Antes dos anos 2000, “entrar na internet” era uma atividade que poderia ser dividida em etapas e que dependia de uma lista de pré-requisitos. CD-ROMs de instalação, modem externo, pacotes de horas contratadas com um provedor de serviço, conectividade a um provedor de acesso, liberação da linha telefônica, etc.
Poucos anos depois, a evolução natural dos softwares e dos hardwares envolvidos na atividade tornou tudo isso obsoleto. Houve o advento da banda larga e do acesso móvel, de tal forma que a popularização deles tornou a expressão vazia de sentido. Não mais “entramos na internet”, pois estamos nela a todo momento.
As moedas digitais parecem passar por uma transição similar. Há diversos indícios, inclusive, de que estamos exatamente no meio desse processo. Se hoje configurar uma carteira de bitcoins de forma segura ainda exige algumas etapas, trata-se de algo muito menos complexo do que no passado recente. Em poucos anos, contudo, navegar na web deverá se tornar indissociável de usar criptoativos.
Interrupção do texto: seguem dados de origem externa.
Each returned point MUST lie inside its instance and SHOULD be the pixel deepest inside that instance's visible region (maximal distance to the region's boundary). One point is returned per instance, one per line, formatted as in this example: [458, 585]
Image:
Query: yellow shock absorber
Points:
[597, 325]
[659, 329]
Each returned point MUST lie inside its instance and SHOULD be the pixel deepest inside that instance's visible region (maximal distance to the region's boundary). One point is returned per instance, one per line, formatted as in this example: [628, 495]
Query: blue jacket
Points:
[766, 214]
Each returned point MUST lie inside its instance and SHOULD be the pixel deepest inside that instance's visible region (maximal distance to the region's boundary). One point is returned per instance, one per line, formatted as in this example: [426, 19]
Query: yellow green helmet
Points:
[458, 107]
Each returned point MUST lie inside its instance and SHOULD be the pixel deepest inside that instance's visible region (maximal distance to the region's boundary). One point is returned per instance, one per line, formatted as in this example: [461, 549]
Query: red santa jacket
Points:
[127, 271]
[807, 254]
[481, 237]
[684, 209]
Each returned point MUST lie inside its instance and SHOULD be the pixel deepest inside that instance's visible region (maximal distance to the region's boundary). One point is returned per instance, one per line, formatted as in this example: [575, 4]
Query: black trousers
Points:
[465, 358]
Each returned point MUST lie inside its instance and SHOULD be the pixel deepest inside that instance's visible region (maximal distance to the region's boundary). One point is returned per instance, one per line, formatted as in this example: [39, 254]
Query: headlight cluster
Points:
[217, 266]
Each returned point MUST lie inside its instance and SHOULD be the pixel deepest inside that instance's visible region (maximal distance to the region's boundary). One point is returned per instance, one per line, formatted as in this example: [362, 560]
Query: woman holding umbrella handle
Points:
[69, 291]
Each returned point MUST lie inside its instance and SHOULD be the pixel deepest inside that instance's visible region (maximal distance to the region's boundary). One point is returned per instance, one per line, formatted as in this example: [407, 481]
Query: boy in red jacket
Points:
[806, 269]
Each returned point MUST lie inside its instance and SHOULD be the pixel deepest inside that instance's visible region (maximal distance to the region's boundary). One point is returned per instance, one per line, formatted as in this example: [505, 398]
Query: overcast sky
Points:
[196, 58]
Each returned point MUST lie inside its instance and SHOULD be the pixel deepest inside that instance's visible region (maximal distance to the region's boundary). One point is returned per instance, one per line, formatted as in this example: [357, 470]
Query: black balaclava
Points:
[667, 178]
BRAVE: NAVEGADOR COM RECOMPENSAS
A Brave Software foi fundada por Brendan Eich, criador do Javascript e antigo CEO da Mozilla (responsável pelo famoso browser Firefox). Em 2016, a empresa lançou a primeira versão do navegador web Brave. Mas por que mais um navegador, se boa parte dos usuários já superou o Internet Explorer e parecia bem com o Google Chrome ou o Mozilla Firefox? Privacidade e recompensas financeiras.
Essas são as palavras-chave para entender o Brave e o ecossistema que se pretende construir em torno dele, a partir do uso de criptoativos. O browser surge como resposta às crescentes ameaças à privacidade de dados na web.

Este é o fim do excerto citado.